The Loan to Value is one of the most important risk factors lenders use when qualifying people for a morgage. Since the risk of default is the most pressing concern of a lender the likelihood of absorbing a loss through default is much less on properties with low Loan to Values (because there is greater probability that the home can be sold by the lender to pay for the amount borrowed through the loan). What this effectively means is that the greater the Morgage Loan to Value then the more strict the guideflines for loan qualification become.
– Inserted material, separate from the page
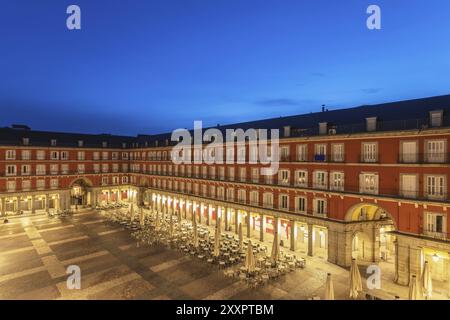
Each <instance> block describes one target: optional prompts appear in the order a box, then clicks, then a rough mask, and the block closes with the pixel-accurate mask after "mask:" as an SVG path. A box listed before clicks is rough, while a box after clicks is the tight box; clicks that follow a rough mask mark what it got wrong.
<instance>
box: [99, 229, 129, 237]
mask: <svg viewBox="0 0 450 320" xmlns="http://www.w3.org/2000/svg"><path fill="white" fill-rule="evenodd" d="M122 231H124V230H122V229H116V230H109V231H103V232H99V233H98V235H99V236H106V235H108V234H112V233H117V232H122Z"/></svg>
In fact, this increase in risk is the reason many lenders will require 'Morgage Insurance' on loans with LTV's greater than 80% (Morgage Insurance is a type of insurance for lenders that insures them in the event of a default).
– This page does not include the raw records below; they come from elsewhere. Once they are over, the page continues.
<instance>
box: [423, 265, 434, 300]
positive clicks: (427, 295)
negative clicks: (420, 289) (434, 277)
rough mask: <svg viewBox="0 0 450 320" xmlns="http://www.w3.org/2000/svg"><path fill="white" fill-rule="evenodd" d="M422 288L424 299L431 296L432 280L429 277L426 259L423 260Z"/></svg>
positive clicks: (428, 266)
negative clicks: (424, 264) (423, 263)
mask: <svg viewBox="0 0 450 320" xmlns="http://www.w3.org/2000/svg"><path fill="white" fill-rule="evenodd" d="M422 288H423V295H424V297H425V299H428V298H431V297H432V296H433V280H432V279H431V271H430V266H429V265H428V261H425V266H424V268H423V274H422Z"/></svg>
On account of the risk it follows that loans with lower LTV's typically have less fees and loans with higher Loan to Value's typically cost more than there less-risky counterparts. However, there are other factors such as income, assets and credit scores which can nullify a higher LTV. For example, if you have a credit score above 680 and are able to document your income and assets then having a Loan to Value above 80% will have little impact on your interest rate and terms. Conversely, if you have a low credit score and a high Loan to Value your rate will likely be adversely affected.
Combined Loan To Value (or 'Morgage CLTV') is the proportion of all loans on a property in relation to property's value. For example, say you have a first morgage with an LTV of 80% and a 2nd Morgage with an LTV of 10%: your Combined Loan to Value would be 90% (because you add the LTV, i.e., 80% + 10% = 90%LTV)
Other Important Morgage Terms
Negative Points – Points paid by a lender for a morgage with a rate above the rate on a no point loan.
Sometimes called rebates because they are used to reduce a borrower’s settlement costs.
No Asset Loan – A documentation requirement where the applicant’s assets are not disclosed.
No Income Loan – A documentation requirement where the applicant’s income is not disclosed.